Be Prepared to Be Yourself
Authenticity is really the natural progression of the acceptance I learned last year, but still such a challenge, especially when I think about putting it in action. Even though my writing has begun to shift, I don’t know if the way I communicate through algorithmic forms has. I woke up at 5:30 am to make graphics for this newsletter, not because I’m good at design (I assist in ad design for my day job and I could never do it on my own, you’d get confusing, unreadable ads that are unintentionally unaligned), or because I think these will be shared via social media (oh the temptation to make shareable graphics!), but simply because I love when artists give me interesting things to look at and it feeds my soul to play with words in a new form. Beyond trying to find a true expression in my art (no matter how mid or cringe), I am isolating the work of authenticity to three everyday actions.
Respond not React—I am the queen of reacting. While I have good instincts and a strong mind, my reactions occasionally (maybe more than occasionally) cause me to miss a response that would have been more in line with how I actually feel and my true values. A more authentic response, rather than an earnest one. I think it’s either this or this, and miss the opportunities of this or this, and also that. (Full disclosure: while writing this, my kids let a toilet overflow so much it wept through the ceiling and I did not respond, I lost my overloving shit and had to apologize profusely for having such a toxic reaction).
Listen not Lecture—I talk way too much and too confidently. One of my big challenges is going to be to listen more than I talk, and add things like “I don’t know, but I think. . .” to what I say.
Connect not Cutoff—I am in the midst of several massive changes and challenges, and it is tempting to shut down and be ashamed. Connection is terrifying, it means allowing myself to be named.

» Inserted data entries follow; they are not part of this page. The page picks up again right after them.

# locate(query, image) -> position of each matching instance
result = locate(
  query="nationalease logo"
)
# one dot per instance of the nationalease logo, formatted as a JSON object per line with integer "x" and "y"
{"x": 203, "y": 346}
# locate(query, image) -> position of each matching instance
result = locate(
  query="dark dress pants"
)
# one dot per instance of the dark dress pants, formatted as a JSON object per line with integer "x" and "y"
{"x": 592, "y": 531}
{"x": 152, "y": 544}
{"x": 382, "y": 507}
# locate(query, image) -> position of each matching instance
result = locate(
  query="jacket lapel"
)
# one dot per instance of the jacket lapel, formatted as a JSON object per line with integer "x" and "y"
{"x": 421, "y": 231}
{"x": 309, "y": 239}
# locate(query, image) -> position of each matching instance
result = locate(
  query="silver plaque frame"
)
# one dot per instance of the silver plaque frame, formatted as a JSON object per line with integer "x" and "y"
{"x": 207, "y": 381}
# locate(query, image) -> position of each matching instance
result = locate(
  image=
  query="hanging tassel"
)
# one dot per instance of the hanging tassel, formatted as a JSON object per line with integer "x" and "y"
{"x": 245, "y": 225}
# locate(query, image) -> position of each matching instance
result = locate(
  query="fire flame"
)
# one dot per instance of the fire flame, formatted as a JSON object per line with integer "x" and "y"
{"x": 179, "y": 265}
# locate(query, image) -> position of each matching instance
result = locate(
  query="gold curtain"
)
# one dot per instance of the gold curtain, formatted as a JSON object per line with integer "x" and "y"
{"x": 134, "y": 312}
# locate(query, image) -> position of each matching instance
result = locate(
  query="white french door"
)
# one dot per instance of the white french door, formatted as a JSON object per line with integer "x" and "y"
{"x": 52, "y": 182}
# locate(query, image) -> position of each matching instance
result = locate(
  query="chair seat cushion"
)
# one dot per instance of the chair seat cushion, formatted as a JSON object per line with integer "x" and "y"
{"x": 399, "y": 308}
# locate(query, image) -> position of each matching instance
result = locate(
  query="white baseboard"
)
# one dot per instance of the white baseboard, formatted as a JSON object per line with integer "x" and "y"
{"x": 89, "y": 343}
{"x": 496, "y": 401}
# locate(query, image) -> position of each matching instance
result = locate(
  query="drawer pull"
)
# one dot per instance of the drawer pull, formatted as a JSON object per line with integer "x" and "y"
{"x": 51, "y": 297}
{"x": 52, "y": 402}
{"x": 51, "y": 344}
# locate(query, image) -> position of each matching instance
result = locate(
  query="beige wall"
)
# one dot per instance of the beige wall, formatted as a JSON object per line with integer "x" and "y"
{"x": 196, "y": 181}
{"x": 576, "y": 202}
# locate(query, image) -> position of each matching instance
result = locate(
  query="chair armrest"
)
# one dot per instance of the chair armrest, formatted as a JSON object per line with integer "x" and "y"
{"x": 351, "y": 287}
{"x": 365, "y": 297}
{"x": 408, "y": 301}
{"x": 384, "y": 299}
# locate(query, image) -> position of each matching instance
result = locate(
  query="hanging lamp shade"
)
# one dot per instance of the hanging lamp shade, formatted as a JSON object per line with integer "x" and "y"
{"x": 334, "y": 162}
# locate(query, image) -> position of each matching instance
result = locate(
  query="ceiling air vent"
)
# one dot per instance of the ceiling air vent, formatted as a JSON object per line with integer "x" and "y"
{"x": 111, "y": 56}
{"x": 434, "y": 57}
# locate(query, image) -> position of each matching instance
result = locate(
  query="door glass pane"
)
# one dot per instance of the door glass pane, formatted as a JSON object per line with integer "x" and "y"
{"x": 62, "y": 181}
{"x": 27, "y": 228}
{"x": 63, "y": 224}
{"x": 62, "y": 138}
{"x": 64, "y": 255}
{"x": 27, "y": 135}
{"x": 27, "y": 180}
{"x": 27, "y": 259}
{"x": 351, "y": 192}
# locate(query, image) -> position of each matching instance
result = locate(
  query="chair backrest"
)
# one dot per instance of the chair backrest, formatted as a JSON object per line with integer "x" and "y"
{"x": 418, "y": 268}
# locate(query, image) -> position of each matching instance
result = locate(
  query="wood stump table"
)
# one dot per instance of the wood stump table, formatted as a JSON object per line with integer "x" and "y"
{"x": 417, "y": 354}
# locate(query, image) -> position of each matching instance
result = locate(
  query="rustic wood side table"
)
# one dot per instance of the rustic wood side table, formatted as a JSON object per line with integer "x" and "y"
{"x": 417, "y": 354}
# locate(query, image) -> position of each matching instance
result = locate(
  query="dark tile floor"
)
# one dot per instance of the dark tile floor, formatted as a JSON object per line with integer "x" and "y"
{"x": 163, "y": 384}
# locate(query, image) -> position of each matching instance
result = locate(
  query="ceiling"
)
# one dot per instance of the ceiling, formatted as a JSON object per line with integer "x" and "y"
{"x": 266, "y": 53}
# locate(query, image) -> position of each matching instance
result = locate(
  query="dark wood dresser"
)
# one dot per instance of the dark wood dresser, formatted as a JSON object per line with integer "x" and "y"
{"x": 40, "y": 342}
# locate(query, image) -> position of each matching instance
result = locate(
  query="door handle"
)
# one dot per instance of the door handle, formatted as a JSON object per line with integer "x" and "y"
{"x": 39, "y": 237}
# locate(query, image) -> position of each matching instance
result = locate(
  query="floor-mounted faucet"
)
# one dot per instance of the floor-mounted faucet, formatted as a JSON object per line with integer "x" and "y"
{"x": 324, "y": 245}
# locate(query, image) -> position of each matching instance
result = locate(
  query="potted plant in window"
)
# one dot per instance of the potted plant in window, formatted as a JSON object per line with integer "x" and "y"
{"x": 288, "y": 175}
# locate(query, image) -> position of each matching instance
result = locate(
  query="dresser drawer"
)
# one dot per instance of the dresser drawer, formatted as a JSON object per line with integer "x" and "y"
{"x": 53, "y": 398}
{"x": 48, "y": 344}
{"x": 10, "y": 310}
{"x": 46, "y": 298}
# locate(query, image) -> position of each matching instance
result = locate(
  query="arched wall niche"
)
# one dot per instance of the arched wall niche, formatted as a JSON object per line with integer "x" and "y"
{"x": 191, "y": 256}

Connecting to myself, to the moment, to my body, to my kids, to you, my readers—some of you who have carried me here and helped me even get this far. I believe connection leads to more curiosity, creativity, and important expansions of the world.
I look back on that date and that gap between selves now and shrug. It’s become far less significant in the years since. The gap remains—I was in court last week thinking I’ve never looked innocent a day in my life, why is a judge going to believe me? But I also felt a powerful sense of acceptance about who I am and what I had done to be in that moment, and so the selves I might occupy just have less and less relevancy over something more true. I met the moment authentically, with courage, and the outcome was out of my hands.
2023 is not going to be a peaceful year, the stage is already set for one of the most challenging years of my life. But I am, on this cusp of it, hopeful it will be a rewarding year and that I will look back on it having met the challenge with authenticity rather than earnestness.